Most speciality clinics are still manually filing claims, which would mean 15-30 working days, before patients/policyholders get back their money. “Going for cashless claims, would improve user experience for patients. Niche clinics, catering to kidney, heart, cancer and other specialities find it easier to hire IT vendors than to set up a separate IT wing and hire developers themselves,” said Sivan.
Bengaluru-based Remedinet, which is a pureplay health technology company, deals only with coding and claims settlement for hospitals. Numbering Continental Hospitals, Manipal Group, Ruby Hall Clinic as clients, Remedinet also works with government health schemes to provide transparency and reduce manipulation of data.

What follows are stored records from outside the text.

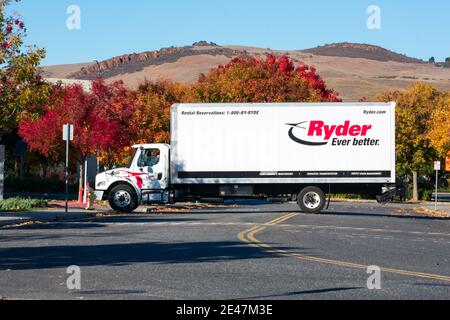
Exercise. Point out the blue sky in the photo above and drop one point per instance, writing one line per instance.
(108, 28)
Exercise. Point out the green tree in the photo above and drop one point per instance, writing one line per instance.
(415, 109)
(22, 89)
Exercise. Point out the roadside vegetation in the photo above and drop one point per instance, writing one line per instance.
(110, 118)
(20, 204)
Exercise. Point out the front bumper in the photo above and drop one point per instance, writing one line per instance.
(99, 195)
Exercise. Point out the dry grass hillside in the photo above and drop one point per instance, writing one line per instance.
(354, 70)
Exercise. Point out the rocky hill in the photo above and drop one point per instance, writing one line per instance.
(135, 62)
(354, 70)
(361, 51)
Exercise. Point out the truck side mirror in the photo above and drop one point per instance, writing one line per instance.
(141, 163)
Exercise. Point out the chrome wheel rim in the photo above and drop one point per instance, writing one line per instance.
(122, 199)
(311, 200)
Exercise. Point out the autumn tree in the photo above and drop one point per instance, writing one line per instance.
(100, 120)
(439, 133)
(414, 120)
(250, 79)
(22, 89)
(153, 101)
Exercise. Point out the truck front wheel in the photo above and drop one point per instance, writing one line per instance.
(123, 198)
(311, 200)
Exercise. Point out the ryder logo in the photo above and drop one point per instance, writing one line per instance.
(318, 133)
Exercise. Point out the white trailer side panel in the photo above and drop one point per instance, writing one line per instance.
(283, 143)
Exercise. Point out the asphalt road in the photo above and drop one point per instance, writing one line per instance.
(248, 251)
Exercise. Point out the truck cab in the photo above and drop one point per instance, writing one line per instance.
(145, 181)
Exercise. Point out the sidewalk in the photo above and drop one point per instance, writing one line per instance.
(442, 207)
(46, 215)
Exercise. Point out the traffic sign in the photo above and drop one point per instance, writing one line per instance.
(68, 132)
(437, 166)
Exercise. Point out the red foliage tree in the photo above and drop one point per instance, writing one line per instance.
(99, 119)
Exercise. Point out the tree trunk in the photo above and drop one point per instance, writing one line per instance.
(416, 186)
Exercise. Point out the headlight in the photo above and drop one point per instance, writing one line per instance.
(101, 184)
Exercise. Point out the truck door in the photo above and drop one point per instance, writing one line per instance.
(153, 163)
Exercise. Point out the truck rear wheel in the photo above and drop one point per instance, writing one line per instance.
(311, 200)
(123, 198)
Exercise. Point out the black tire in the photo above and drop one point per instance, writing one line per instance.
(123, 198)
(311, 200)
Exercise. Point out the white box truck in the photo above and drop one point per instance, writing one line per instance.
(300, 151)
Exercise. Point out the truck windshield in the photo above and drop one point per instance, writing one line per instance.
(149, 158)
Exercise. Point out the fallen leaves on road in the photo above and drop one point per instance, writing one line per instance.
(182, 209)
(432, 214)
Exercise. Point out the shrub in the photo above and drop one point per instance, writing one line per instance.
(20, 204)
(37, 185)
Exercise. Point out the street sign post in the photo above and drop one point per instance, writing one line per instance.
(2, 171)
(437, 168)
(68, 132)
(447, 163)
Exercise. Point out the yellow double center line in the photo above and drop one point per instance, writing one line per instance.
(248, 236)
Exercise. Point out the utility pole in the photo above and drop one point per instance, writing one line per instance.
(437, 167)
(67, 136)
(2, 171)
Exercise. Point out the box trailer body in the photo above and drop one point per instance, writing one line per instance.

In India, doctors are not trained on medical coding as part of their syllabus unlike in the US. “So there is this deficit between the knowledge pool hospitals have and what insurance companies expect. Given the IRDAI’s push for ICD10 coding, hospitals have increasingly become professional and seek the help of healthtech companies like ours to comply with industry norms,” said Munish Daga, CEO, Remedinet.